CC Sabathia, who retired after the 2019 season, intends to pitch in the Hall of Fame East-West Classic May 25 to pay tribute to the Negro Leagues.George Walker IV/Associated Press

NASHVILLE, Tenn. — CC Sabathia is getting ready to take the mound again next spring, five years after his retirement, to pitch in a tribute to the Negro Leagues All-Star Game at the Hall of Fame’s Doubleday Field in Cooperstown, N.Y.

“My career ended with me ripping my shoulder up and not being able to throw a baseball anymore, but I’m rehabbing myself to be able to come back and pitch an inning in this game,” the 43-year-old lefthander said Tuesday at the Winter Meetings.

Ken Griffey Jr. and Ozzie Smith have agreed to manage or coach at the May 25 Hall of Fame East-West Classic. It will be played in conjunction with the opening of the Hall’s “Souls of the Game: Voices of Black Baseball” exhibit.


The Negro Leagues East-West All-Star Game began at Chicago’s Comiskey Park in September 1933, two months after MLB’s first All-Star Game at the same ballpark, and was played annually through 1962.

Jerry and Scott Hairston, whose grandfather Sam played for the Cincinnati and Indianapolis Clowns in the Negro American League, are among the players who said they will participate. Others include Ryan Howard, Prince Fielder, David Price, B.J. and Justin Upton, Curtis Granderson, Dontrelle Willis, Adam Jones, Dexter Fowler, LaTroy Hawkins, and Edwin Jackson.

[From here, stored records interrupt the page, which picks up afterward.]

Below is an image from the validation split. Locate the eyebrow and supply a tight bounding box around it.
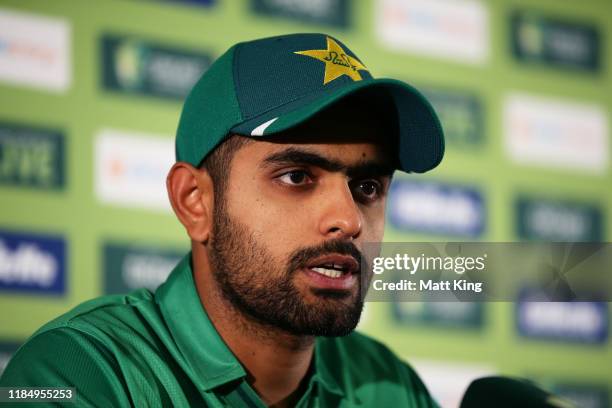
[261,147,395,178]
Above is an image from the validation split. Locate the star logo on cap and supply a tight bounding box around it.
[295,37,368,85]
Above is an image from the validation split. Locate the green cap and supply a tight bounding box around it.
[176,34,444,173]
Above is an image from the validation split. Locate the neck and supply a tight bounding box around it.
[193,247,314,407]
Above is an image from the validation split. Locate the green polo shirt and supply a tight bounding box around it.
[0,254,436,407]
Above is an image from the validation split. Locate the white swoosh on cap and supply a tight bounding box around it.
[251,116,278,136]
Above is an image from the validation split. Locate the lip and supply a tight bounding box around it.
[304,254,359,291]
[307,254,359,279]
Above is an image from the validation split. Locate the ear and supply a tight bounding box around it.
[166,162,214,242]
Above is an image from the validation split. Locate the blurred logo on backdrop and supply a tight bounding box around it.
[419,86,484,147]
[515,197,604,242]
[165,0,216,7]
[515,289,608,344]
[0,341,21,376]
[0,230,66,295]
[251,0,352,27]
[0,122,65,190]
[0,8,72,92]
[101,34,212,99]
[94,129,174,212]
[503,93,609,174]
[375,0,490,64]
[392,302,484,329]
[404,355,499,407]
[539,380,610,408]
[103,242,186,294]
[388,178,485,238]
[511,11,601,72]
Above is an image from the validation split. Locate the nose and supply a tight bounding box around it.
[320,178,363,239]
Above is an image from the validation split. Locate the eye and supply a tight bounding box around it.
[353,180,382,201]
[278,170,312,186]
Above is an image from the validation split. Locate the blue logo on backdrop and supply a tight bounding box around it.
[389,179,485,237]
[516,291,608,344]
[0,231,66,295]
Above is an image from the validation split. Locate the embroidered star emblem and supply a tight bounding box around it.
[295,37,368,85]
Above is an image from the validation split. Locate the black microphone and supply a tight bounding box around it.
[460,377,577,408]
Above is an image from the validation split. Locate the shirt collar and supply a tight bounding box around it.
[155,252,344,396]
[314,337,344,396]
[155,252,246,391]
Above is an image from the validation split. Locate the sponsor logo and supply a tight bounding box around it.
[516,291,608,344]
[166,0,215,6]
[0,8,72,92]
[405,356,498,407]
[103,243,185,294]
[420,87,484,147]
[0,341,21,376]
[389,179,485,237]
[504,93,609,174]
[393,302,484,329]
[0,231,66,295]
[295,37,367,85]
[550,382,610,408]
[251,0,350,27]
[376,0,490,64]
[94,129,174,212]
[511,11,601,71]
[101,35,212,99]
[0,123,65,189]
[516,197,603,242]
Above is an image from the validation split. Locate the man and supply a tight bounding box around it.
[0,34,444,407]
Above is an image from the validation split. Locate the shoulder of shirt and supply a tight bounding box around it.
[32,289,155,337]
[318,331,414,375]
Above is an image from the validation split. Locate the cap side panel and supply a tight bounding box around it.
[176,46,242,166]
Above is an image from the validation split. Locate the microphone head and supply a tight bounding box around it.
[460,377,576,408]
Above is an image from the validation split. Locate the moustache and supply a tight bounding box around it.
[287,240,363,274]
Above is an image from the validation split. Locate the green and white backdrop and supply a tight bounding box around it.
[0,0,612,407]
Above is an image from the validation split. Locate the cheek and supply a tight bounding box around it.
[226,177,308,249]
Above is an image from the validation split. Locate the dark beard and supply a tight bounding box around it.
[210,199,363,336]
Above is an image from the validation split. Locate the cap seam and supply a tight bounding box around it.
[232,43,244,122]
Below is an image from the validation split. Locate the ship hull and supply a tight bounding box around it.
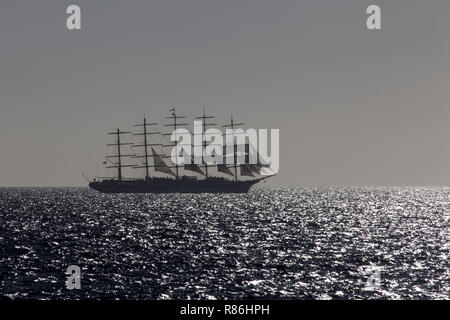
[89,179,262,193]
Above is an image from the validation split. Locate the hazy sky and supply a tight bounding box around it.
[0,0,450,186]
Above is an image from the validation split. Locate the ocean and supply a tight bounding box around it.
[0,187,450,299]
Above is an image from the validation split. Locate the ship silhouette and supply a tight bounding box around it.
[89,108,274,193]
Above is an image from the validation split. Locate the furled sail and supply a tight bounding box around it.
[241,164,255,177]
[152,148,175,176]
[217,146,234,176]
[217,164,233,176]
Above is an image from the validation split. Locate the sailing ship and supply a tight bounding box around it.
[89,108,272,193]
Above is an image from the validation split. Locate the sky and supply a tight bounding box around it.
[0,0,450,187]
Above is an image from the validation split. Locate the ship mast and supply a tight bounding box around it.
[194,107,217,179]
[222,114,244,181]
[133,117,162,180]
[164,107,187,179]
[106,128,134,181]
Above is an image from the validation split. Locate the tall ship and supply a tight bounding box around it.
[89,108,273,193]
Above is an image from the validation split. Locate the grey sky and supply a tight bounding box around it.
[0,0,450,186]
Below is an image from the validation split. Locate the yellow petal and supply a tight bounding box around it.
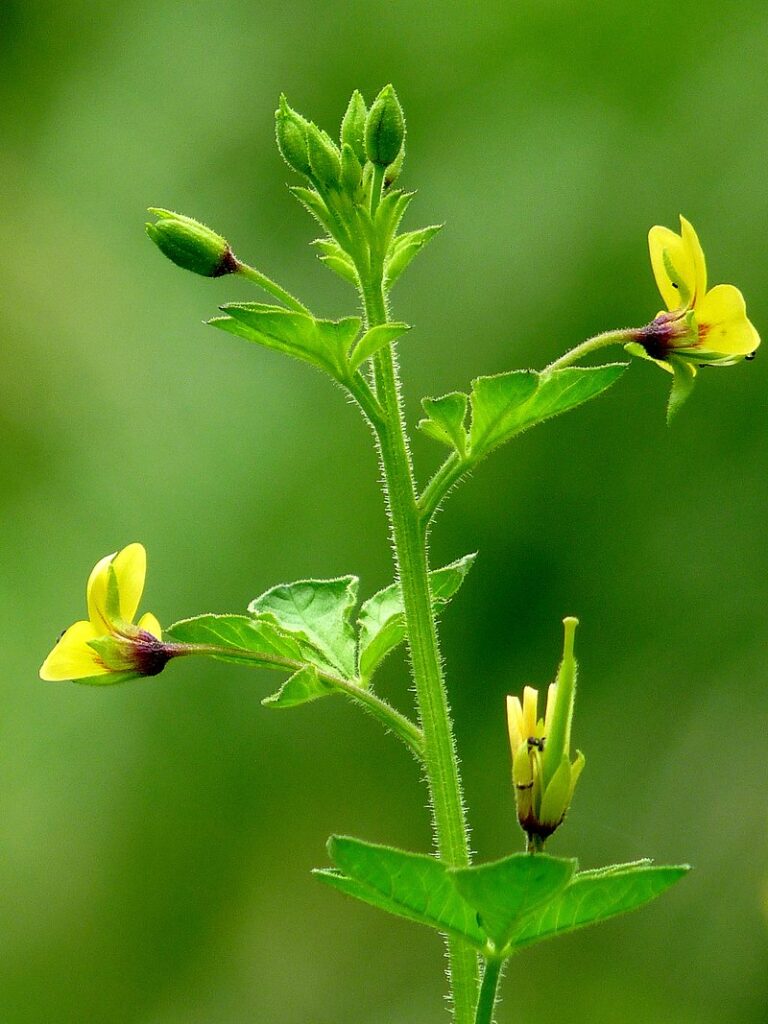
[136,611,163,640]
[85,552,115,636]
[680,214,707,305]
[648,224,696,310]
[112,544,146,623]
[40,620,110,682]
[696,285,760,355]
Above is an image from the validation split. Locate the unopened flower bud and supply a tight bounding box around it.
[341,89,368,164]
[366,85,406,167]
[274,95,312,177]
[146,207,240,278]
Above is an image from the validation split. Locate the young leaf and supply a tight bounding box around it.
[417,391,468,457]
[316,836,486,949]
[248,575,358,679]
[261,665,334,708]
[450,853,577,949]
[384,224,442,288]
[357,554,475,679]
[349,323,411,371]
[510,862,689,951]
[208,302,361,380]
[470,362,627,460]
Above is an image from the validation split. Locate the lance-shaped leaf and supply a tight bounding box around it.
[417,391,468,458]
[450,853,577,949]
[314,836,486,949]
[208,302,361,380]
[357,554,475,680]
[349,323,411,371]
[248,575,358,679]
[470,362,627,461]
[384,224,442,288]
[509,862,689,952]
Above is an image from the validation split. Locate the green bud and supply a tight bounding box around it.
[146,207,240,278]
[307,124,341,189]
[341,89,368,164]
[341,142,362,196]
[274,94,312,177]
[366,85,406,167]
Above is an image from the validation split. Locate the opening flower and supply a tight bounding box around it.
[627,216,760,415]
[40,544,169,683]
[507,617,585,852]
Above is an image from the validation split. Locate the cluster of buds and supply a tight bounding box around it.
[507,617,585,852]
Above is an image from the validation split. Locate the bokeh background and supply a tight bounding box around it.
[0,0,768,1024]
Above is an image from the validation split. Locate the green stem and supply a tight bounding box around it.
[364,274,477,1024]
[237,263,312,316]
[474,957,504,1024]
[164,643,424,761]
[542,328,638,374]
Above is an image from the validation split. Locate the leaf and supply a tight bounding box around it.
[384,224,442,288]
[451,853,577,949]
[349,323,411,371]
[510,861,690,950]
[470,362,627,460]
[248,575,358,679]
[315,836,485,949]
[357,554,476,680]
[261,665,336,708]
[163,614,307,672]
[418,391,468,457]
[208,302,361,380]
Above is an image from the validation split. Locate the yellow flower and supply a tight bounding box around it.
[507,617,585,850]
[628,216,760,377]
[40,544,169,682]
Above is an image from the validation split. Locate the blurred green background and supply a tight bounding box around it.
[0,0,768,1024]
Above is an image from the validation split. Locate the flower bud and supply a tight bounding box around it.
[274,94,312,178]
[146,207,240,278]
[366,85,406,167]
[341,89,368,164]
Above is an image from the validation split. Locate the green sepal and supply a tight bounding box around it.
[313,836,486,949]
[508,854,690,952]
[340,89,368,165]
[384,224,442,288]
[667,355,696,425]
[349,323,411,372]
[248,575,358,679]
[357,554,476,680]
[450,853,577,949]
[417,391,469,458]
[208,302,361,380]
[470,362,627,461]
[261,665,335,708]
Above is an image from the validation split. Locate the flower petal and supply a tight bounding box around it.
[85,552,115,636]
[112,544,146,623]
[136,611,163,640]
[696,285,760,356]
[40,614,110,682]
[648,224,700,310]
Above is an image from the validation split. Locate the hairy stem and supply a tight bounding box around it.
[364,261,477,1024]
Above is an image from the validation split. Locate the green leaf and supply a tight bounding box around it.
[417,391,468,457]
[261,665,336,708]
[315,836,486,949]
[384,224,442,288]
[451,853,577,949]
[163,614,307,672]
[357,554,475,679]
[208,302,361,380]
[510,855,689,951]
[248,575,358,679]
[470,362,627,460]
[349,323,411,371]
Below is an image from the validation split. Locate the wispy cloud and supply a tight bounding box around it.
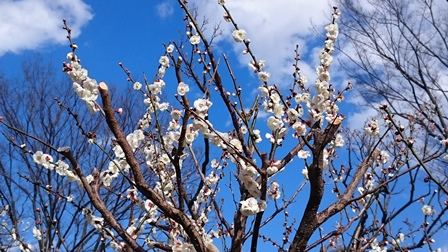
[156,2,174,18]
[194,0,332,86]
[0,0,93,57]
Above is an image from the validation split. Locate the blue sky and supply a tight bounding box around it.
[0,0,446,251]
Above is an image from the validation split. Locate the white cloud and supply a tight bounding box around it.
[0,0,93,57]
[194,0,333,86]
[156,2,174,18]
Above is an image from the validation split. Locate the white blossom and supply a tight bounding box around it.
[177,82,190,96]
[422,205,434,215]
[240,197,260,216]
[166,44,174,53]
[232,29,246,43]
[190,34,201,45]
[268,116,283,131]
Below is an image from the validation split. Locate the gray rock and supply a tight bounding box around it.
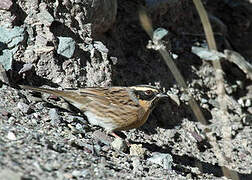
[57,37,75,58]
[49,109,61,126]
[0,0,13,10]
[0,26,25,71]
[148,153,173,170]
[0,169,21,180]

Thirty-seven of 343 people in the hall had careers mostly or entirely in the Negro Leagues, including Buck O’Neil, Satchel Paige, Josh Gibson, Monte Irvin, and Cool Papa Bell.

“The stories have been told and we think we know the stories but the more we dig into the stories, we find out there’s something that hasn’t been told,” four-time 20-game winner Dave Stewart said.

Major League Baseball has recognized seven Negro Leagues from 1920-48 as having big league status, but incorporating those numbers has not yet been completed.

“As a kid growing up, I thought Negro League baseball was backyard, barnstorming baseball. These guys were the best athletes in the game and in the world at the time,” Sabathia said. “These guys were the LeBron James of that time.”


In 1997, the hall celebrated the 50th anniversary of Jackie Robinson breaking the major league color barrier with “Pride and Passion: The African-American Baseball Experience.”

“The way in which the world views baseball, Black baseball, race relations has changed in 25 years,” Hall president Josh Rawitch said. “It’s also really important to the curatorial team and everybody else involved that it’s not just stories of struggle and challenges, it’s also a celebration.”

Sabathia, a six-time All-Star and 251-game winner, is eligible for the 2025 Hall of Fame vote. He went to Cooperstown two years ago with son Carter for a youth game.

“That was the first time I really, really, really thought about it, and I was like, damn, I really want to be in the Hall of Fame. I never thought about being in the Hall of Fame when I was playing,” Sabathia said. “Walking into the plaque room was like — for me was like walking into a church.”